Continuo a fissarlo, non sapendo bene che cosa dire. Non mi sono iniettata niente. Il fatto che io sia ancora in piedi è impossibile, non c'è altro da aggiungere.
"Immagino non abbia più importanza" taglia corto lui. "Ora siamo qui."
"Che cosa ci fai qui?" farfuglio. Mi sento le labbra grosse e goffe, e faccio fatica a parlare. Avverto ancora quella pesantezza oleosa sulla pelle, come se la morte mi fosse rimasta appiccicata adosso anche se l'ho sconfitta. Ricordo vagamente di aver lasciato la pistola nel corridoio, sicura che non ne avrei avuto bisogno se fossi riuscita a entrare.
"Sapevo che tramavi qualcosa" continua David. "È tutta la settimana che vai in giro con gente geneticamente danneggiata, Tris. Pensavi che non me ne sarei accorto?" Scuote la testa. "E poi la tua amica Cara è stata beccata mentre cercava di manomettere l'impianto elettrico, ma molto saggiamente ha fatto in modo di perdere conoscenza prima di poterci dire qualcosa. Così sono venuto qua, per prudenza. Mi dispiace dover dire che non sono affato stupito di trovarci te."
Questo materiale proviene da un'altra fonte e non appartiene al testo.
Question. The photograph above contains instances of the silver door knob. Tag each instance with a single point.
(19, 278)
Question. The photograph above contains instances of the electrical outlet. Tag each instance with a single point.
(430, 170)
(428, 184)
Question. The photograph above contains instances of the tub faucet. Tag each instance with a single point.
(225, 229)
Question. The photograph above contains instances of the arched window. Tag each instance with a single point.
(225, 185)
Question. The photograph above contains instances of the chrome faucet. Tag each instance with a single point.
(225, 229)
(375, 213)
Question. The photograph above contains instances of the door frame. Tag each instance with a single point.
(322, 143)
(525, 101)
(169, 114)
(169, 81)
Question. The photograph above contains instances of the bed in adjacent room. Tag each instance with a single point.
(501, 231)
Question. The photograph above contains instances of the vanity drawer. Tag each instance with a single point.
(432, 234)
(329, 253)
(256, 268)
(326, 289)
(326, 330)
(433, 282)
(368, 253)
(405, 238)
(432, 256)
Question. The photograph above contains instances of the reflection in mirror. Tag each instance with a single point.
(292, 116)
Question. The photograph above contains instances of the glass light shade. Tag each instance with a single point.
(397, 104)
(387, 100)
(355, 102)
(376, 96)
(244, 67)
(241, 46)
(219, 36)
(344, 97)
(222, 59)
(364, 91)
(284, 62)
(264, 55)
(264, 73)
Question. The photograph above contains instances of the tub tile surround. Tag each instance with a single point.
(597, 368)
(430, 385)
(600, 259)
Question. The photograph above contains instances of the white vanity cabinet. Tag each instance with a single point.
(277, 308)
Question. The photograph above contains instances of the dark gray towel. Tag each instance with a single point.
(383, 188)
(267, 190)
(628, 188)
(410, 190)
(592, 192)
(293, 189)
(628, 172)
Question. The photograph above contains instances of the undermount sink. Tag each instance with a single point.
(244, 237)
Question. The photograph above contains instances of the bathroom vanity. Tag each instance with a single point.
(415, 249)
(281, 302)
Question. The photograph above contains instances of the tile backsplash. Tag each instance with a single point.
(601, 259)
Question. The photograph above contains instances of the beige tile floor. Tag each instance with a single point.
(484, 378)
"Sei venuto da solo? Non è una mossa molto brillante, non trovi?"
Lui chiude gli occhi luccicanti. "Beh, vedi, io ho l'antidoto al siero della morte e sono armato, e tu non puoi sconfiggermi. Non c'è modo che tu riesca a trovare i quattro dispositivi del virus mentre ti tengo sotto tiro. Temo che tu sia venuta fin qui invano, e a farne le spese sarà la tua stessa vita. Anche se il siero della morte non ti ha ucciso, lo farò io. Sono certo che capirai. Ufficialmente noi non crediamo nella pena capitale ma non posso permetterti di sopravvivere."
Pensa che sia venuta per rubare le armi con cui intendono resettare gli esperimenti, non per usarne una. Ovviamente. Cerco di controllare la mia espressione, anche se sono sicura di avere la faccia ancora imbambolata. Frugo la stanza con lo sguardo, in cerca del dispositivo per sprigionare nell'aria il virus della memoria. Ero presente prima, quando Matthew l'ha descritta a Caleb fin nei minimi dettagli: una scatola nera con una tastiera color argento, contrassegnata da un pezzo di nastro adesivo azzurro con sopra scritto il numero del modello. È uno dei pochi oggetti che si trovano sul ripiano lungo la parete sinistra, a soli pochi passi da me. Ma non posso muovermi o lui mi ucciderà.
Dovrò aspettare il momento buono e agire molto in fretta. "So che cosa hai fatto" prendo tempo. Comincio a indietreggiare, sperando che le mie accuse lo distraggano. "So che hai progettato il siero per la simulazione dell'attacco. So che sei responsabile della morte dei miei genitori, della morte di mia mamma. Lo so."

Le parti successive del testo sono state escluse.